8. The device for monitoring patient's vital functions according to claim 7 wherein the comparator capacitor comprises a first comparator electrode and a second comparator electrode, wherein the first comparator electrode and the second comparator electrode are electrically connected with the computing unit.

9. The device for monitoring patient's vital functions according to claim 1 further comprising a sampling capacitor which is electrically connected with the computing unit.

10. The device for monitoring patient's vital functions according to claim 8 further comprising a shielding electrode of the measuring capacitor electrically connected with the computing unit and having the same electrical potential as the measuring electrode and/or a shielding electrode of the comparator capacitor electrically connected with the computing unit which has the same electrical potential as the first comparator electrode or the second comparator electrode.

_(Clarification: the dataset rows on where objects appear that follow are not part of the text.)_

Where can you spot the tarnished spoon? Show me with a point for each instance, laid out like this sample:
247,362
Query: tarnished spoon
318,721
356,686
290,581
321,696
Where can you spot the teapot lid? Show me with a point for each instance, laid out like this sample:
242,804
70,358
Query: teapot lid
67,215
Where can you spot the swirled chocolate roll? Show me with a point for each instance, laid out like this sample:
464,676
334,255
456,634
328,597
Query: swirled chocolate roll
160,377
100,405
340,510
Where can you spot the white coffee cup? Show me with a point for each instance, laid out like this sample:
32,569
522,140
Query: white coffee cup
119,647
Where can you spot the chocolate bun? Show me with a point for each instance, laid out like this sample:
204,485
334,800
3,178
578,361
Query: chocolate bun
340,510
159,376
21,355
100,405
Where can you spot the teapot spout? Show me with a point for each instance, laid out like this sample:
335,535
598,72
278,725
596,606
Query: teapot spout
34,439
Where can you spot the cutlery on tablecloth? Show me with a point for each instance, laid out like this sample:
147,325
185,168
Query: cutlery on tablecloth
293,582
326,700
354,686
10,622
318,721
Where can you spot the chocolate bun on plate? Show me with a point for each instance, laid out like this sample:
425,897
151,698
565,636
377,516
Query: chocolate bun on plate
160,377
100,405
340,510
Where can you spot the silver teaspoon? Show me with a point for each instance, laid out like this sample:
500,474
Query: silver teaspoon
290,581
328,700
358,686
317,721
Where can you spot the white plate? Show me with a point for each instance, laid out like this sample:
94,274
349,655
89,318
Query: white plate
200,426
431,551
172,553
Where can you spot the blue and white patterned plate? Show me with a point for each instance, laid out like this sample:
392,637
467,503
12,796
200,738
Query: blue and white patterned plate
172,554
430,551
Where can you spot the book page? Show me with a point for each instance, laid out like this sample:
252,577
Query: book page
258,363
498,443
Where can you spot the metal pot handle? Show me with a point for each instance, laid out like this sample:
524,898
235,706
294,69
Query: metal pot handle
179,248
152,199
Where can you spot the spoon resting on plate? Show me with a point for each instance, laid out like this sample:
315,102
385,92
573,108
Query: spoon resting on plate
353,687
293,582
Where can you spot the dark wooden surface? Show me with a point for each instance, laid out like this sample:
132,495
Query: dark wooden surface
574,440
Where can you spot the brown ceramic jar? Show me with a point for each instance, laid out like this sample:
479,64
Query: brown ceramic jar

11. The device for monitoring patient's vital functions according to claim 10 wherein on the printed circuit board is further located any element chosen from the group of the shielding electrode of the measuring capacitor, shielding electrode of the comparator capacitor, the comparator capacitor and the sampling capacitor.

12. The device for monitoring patient's vital functions according to claim 10 wherein the shielding electrode of the measuring capacitor is located opposite of the measuring electrode and the shielding electrode of the comparator capacitor is located opposite of the first comparator electrode or the second comparator electrode.